Quelle
honte ! Quelle horreur ! Réduire brutalement les dépenses en fermant
des écoles isolées ou des résidences pour personnes âgées, ne pas investir
assez pour anticiper la demande dans les cantines scolaires, supprimer un poste
de directeur sur deux dans les établissements d’hébergement pour les aînés,
mettre en place un plan d’austérité qui aboutit à la fermeture de trois restaurants
de l’UGFRL (Union de gestion des foyers restaurants lyonnais)... Sans parler du
plan d’économies au sein de l’administration.

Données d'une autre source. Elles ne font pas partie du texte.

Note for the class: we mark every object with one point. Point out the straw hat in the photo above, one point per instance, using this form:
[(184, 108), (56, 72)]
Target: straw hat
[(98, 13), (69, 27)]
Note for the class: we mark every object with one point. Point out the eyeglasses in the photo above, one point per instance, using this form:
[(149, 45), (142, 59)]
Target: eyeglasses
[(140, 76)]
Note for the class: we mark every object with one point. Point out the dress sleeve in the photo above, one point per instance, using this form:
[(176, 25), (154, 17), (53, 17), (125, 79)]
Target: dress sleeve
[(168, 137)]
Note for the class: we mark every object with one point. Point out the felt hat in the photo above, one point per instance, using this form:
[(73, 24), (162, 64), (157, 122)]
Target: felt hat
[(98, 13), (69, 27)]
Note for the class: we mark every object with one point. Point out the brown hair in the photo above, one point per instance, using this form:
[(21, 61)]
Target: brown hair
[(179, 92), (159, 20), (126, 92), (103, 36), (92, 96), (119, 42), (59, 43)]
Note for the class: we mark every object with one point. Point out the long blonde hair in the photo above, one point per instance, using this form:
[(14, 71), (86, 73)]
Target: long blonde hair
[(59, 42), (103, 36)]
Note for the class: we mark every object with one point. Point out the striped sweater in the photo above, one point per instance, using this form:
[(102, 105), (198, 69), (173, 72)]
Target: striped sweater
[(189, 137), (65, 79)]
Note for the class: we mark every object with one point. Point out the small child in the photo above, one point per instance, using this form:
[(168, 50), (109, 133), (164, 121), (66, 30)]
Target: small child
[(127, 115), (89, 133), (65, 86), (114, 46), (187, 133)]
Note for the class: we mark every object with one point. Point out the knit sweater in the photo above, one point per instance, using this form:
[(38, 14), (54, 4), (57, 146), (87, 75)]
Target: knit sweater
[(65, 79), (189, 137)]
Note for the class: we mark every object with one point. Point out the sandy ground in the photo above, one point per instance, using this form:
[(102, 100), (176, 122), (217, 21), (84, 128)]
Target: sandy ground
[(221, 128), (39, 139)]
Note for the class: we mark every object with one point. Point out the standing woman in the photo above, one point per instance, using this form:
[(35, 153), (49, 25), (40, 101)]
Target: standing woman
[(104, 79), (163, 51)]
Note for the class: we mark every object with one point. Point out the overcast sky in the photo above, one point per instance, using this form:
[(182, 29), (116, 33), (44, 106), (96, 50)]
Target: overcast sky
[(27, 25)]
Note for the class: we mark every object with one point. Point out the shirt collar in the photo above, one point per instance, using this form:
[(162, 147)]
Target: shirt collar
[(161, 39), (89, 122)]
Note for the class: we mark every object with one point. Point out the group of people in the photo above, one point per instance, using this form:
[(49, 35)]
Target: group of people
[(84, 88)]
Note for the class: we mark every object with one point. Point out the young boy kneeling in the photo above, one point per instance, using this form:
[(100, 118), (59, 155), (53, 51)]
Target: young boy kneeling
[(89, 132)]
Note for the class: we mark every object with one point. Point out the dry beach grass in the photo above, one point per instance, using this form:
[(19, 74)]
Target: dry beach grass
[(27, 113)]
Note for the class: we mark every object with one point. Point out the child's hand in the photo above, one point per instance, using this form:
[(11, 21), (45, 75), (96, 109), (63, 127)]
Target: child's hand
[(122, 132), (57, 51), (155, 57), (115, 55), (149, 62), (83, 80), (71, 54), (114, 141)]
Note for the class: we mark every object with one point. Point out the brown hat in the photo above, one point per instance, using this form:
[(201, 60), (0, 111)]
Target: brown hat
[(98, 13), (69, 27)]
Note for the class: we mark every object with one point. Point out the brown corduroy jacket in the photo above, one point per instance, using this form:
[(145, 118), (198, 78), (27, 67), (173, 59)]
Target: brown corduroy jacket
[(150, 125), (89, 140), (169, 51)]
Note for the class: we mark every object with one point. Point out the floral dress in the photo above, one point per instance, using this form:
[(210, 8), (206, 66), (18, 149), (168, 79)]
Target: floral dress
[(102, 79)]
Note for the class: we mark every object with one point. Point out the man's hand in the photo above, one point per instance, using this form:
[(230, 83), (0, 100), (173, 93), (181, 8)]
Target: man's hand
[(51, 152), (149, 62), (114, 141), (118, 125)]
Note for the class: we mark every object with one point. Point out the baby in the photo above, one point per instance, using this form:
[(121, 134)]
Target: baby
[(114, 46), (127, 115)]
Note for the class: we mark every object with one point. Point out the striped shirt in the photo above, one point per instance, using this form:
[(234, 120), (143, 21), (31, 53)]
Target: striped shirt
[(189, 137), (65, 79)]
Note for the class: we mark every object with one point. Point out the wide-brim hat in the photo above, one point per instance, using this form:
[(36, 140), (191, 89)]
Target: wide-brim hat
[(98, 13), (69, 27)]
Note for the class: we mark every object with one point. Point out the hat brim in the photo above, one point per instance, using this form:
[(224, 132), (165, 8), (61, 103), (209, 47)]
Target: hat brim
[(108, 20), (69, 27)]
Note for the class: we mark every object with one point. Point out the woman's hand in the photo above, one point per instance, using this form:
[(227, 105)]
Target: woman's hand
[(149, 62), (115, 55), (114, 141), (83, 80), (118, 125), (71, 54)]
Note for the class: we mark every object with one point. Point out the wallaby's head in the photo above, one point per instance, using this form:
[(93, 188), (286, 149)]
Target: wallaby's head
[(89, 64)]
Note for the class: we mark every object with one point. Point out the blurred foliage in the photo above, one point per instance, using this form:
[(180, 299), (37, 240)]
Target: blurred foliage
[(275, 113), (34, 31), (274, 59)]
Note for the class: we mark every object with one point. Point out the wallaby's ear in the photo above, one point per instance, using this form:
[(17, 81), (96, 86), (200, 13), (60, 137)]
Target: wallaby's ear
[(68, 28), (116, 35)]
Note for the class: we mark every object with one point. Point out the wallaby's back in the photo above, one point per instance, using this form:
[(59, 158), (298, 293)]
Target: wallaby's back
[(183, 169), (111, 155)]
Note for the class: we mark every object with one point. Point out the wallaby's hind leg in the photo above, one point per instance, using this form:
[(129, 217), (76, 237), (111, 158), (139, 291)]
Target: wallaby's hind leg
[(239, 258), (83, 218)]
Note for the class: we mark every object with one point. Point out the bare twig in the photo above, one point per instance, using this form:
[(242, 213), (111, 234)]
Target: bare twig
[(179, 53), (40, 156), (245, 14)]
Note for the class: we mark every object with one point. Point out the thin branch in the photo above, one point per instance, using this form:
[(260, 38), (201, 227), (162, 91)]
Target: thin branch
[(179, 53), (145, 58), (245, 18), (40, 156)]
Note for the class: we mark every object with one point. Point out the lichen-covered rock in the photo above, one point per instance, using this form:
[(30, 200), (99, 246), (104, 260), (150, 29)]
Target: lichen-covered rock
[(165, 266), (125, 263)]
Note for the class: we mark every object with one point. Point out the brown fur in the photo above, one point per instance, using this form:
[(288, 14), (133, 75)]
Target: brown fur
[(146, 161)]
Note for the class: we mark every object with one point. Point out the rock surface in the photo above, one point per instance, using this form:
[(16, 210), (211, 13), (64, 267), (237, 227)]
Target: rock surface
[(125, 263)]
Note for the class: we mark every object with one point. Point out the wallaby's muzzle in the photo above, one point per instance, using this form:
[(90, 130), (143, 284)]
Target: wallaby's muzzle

Non, non, il ne s’agit pas d’une énième harangue du Parti socialiste contre la politique de rigueur du gouvernement Fillon. Mais du bilan de la mi-mandat de Gérard Collomb dressé par l’opposition de droite, Michel Havard en tête. Le député UMP a beau assurer que lui tient le même discours à Paris et à Lyon, il est délicieux de l’écouter dénoncer la « situation sociale dégradée » à la Ville de Lyon et se mettre résolument du côté des agents dans le malaise ambiant. Toute ressemblance avec ce que l’on peut entendre vis-à-vis du chef de l’Etat dans l’Education nationale, à l’hôpital public ou chez les magistrats ne serait que pure coïncidence. Idem quand il s’agit de pointer les cadeaux faits au privé dans « le scandale immobilier avec la rue Grôlée » ou « le scandale historique avec l’Hôtel-Dieu ». Sans compter le « scandale financier avec la Sacvl ». Si l’on écoutait l’UMP, on réhabiliterait illico l’investissement public dès lors qu’il s’agit de l’intérêt général.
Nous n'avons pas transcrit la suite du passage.